On Mon, Apr 24, 2017 at 7:41 PM, Nathaniel Smith <njs@pobox.com> wrote:

But also, is it important whether strings we're loading/saving to an
HDF5 file have the same in-memory representation in numpy as they
would in the file? I *know* [1] no-one is reading HDF5 files using
np.memmap :-).

Of course they do :)

https://github.com/jjhelmus/pyfive/blob/98d26aaddd6a7d83cfb189c113e172cc1b60d5f8/pyfive/low_level.py#L682

Also, further searching suggests that HDF5 actually supports all of
nul termination, nul padding, and space padding, and that nul
termination is the default? How much does it help to have in-memory
compatibility with just one of these options (and not even the default
one)? Would we need to add the other options to be really useful for
HDF5?

h5py actually ignores this option and only uses null termination. I have not heard any complaints about this (though I have heard complaints about the lack of fixed-length UTF-8).
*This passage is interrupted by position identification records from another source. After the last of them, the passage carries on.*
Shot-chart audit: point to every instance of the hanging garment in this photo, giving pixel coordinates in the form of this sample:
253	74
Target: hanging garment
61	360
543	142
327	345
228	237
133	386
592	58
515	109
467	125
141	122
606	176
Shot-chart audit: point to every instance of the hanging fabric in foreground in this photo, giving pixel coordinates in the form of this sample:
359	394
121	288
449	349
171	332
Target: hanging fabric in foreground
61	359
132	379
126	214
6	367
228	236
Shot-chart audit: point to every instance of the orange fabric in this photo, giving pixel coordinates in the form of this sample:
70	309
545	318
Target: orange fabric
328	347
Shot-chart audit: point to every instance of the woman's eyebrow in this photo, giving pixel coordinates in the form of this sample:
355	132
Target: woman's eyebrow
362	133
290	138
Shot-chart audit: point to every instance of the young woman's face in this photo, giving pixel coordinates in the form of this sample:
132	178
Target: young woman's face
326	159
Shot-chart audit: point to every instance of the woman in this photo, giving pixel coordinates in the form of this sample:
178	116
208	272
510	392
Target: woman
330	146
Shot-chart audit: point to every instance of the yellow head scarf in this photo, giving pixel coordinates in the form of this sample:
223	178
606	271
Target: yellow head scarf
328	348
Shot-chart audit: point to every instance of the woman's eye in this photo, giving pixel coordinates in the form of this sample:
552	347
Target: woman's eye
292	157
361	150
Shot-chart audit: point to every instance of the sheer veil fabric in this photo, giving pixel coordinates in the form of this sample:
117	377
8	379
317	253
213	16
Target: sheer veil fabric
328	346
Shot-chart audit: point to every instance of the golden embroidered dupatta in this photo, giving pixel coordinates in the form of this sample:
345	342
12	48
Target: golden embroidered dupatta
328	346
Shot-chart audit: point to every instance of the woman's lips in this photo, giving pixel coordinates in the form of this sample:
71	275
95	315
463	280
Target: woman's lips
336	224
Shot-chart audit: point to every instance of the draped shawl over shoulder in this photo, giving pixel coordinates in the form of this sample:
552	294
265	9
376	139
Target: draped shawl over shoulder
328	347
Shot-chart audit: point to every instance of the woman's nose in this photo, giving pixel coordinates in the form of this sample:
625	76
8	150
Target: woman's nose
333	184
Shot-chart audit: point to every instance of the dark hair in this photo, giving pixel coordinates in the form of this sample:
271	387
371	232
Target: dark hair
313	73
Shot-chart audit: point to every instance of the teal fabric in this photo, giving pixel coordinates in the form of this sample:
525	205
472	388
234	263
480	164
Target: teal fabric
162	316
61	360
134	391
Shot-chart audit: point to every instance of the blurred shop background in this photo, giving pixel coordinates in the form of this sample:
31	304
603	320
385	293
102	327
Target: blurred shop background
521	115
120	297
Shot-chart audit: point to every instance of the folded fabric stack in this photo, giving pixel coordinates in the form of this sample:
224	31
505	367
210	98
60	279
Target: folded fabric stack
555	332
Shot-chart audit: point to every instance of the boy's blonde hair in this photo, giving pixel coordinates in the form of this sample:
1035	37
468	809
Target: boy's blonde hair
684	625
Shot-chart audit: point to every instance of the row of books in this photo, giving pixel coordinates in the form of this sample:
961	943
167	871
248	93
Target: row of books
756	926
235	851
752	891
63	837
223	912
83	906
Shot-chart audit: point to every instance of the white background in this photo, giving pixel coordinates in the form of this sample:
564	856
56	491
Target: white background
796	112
But more generally, you're right. h5py doesn't need a corresponding NumPy dtype for each HDF5 string dtype, though that would certainly be convenient. In fact, it already (ab)uses NumPy's dtype metadata with h5py.special_dtype to indicate a homogeneous string type for object arrays.

I would guess h5py users have the same needs for efficient string representations (including surrogate-escape options) as other scientific users.